Here is what I've tried so far:
1. Tried different hard drives 
2. Tried one and two memory sticks 
3. Tried one memory stick in each slot just in case 
4. Tried Windows XP 32bit and 64bit versions 
5. Changed BIOS to accept different voltage for memory sticks (BIOS max's at 1.95v)
6. Checked hard drives for errors 
7. Fixed the MBR (fixmbr command)
8. Repartitioned and reformatted both hard drives multiple times, both Normal and Quick reformats 

Nothing seems to get me past the "Error loading operating system." Has anyone run into this so consistently? I need to return the parts quickly (Fry's policy is strict) if I can't get help because ECS is out of the office until 1/5/09! Thanks for any thoughts!


----------



## linderman (May 20, 2005)

yep .............. I have had that problem many times in the past ! run killdisk to wipe the drive (free) then you will have a clean start .............. say good-bye to your troubles


----------



## linderman (May 20, 2005)

http://www.killdisk.com/downloadfree.htm


----------



## sequitur2002 (Dec 31, 2008)

Linderman - I was going to add here that I swapped out the memory for Kingston Value RAM ddr2 667mhz (and that still doesn't work) when I saw your post. I will try it the killdisk and let you know. Thanks!

...crossing my fingers...


----------



## sequitur2002 (Dec 31, 2008)

FIXED! The killdisk wouldn't start ("0% progress" after 4 hrs) so I was left with few options, including buying a newer SATA hard drive to replace an almost new Maxtor 120gb EIDE drive.

It turns out that the older hdd was the problem. The motherboard (ECS Elitegroup A740GM-M) didn't like the EIDE hard drive and wouldn't let Windows XP boot from it.

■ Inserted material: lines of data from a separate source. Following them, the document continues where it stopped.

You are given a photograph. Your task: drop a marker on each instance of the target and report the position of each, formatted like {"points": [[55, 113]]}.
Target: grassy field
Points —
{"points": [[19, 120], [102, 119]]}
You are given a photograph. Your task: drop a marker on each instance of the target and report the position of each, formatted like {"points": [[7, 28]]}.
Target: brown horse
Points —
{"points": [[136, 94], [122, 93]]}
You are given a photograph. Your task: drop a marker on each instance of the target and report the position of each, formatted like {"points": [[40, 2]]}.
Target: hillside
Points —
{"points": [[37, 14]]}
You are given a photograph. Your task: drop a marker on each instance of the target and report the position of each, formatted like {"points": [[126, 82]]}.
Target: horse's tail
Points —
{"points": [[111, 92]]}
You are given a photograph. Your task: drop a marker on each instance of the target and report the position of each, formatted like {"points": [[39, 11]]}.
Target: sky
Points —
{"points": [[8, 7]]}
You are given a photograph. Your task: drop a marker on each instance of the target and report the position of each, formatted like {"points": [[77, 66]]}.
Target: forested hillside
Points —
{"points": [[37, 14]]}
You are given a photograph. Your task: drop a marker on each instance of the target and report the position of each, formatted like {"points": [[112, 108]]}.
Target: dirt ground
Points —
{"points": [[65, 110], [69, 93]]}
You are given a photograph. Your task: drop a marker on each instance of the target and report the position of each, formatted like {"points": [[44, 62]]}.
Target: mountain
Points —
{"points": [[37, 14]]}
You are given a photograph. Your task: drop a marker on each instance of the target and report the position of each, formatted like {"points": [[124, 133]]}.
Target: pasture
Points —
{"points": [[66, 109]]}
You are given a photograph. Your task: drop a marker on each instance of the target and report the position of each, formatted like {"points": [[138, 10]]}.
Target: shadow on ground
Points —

A new Seagate 500gb drive ($69.99 at Fry's) was installed and it lit up like a real computer.

On a side note, if anyone reads this in the future, note that the mobo setup disc does not support Windows XP 64-bit yet (as of December2008), so I ended up abandoning my XP64 build and using an old copy of XP 32-bit instead. I really had good intentions...


----------